5. To determine the key enablers, including commissioning and contracting processes, to enable the integrated approach to be implemented in practice. Methods: The objectives will be addressed through four work packages (WPs):
WP1 (Objectives 1&3): Multi-perspective mixed-methods study, to understand patient preferences and priorities in palliative care, with a focus on deprivation. The WP will comprise (i) qualitative interviews with patients and their family members / carers, (ii) review of their primary care case notes and (iii) a broader discrete choice experiment.
WP2 (Objectives 2&3): Realist evaluation of integrated models of palliative and end of life care comprising (1) interviews (theory-refining) and (2) focus groups (theory consolidating) with professionals. Realist analysis will bring together data from WPs 1&2, leading to a proposed integrated approach to palliative and end of life care (key contexts, beneficial outcomes, and the underlying mechanisms) and parameters to inform WP3.
WP3 (Objective 4): Dynamic simulation modelling to evaluate the impact of the proposed integrated approach on the healthcare resources needed to deliver it, quality of care and inequalities.
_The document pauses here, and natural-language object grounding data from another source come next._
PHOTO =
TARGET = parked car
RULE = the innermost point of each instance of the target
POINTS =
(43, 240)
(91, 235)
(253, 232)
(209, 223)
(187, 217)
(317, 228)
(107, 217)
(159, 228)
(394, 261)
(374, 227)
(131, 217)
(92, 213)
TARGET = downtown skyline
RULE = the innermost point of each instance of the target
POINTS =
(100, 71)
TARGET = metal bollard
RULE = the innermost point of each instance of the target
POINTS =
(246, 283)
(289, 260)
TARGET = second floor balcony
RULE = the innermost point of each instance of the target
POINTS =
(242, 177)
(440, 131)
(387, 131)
Parameters, including estimation of healthcare costs and resources, patient demographics, and outcomes, will be informed by WPs 1&2.
WP4 (Objective 5): Two expert stakeholder workshops to determine the key enablers to implementation of the approach in practice. Timelines for delivery:
The research will be delivered within a three-year timeframe, with a dissemination strategy to inform key stakeholders including patients and families, professionals in primary care and specialist palliative care and service commissioners of findings throughout. Anticipated impact and dissemination:
The results will inform service delivery to reduce inequalities and optimise the use of finite resources to maximise impact. The research team have the professional networks necessary to deliver impact through a targeted dissemination strategy across service delivery, policy and academia.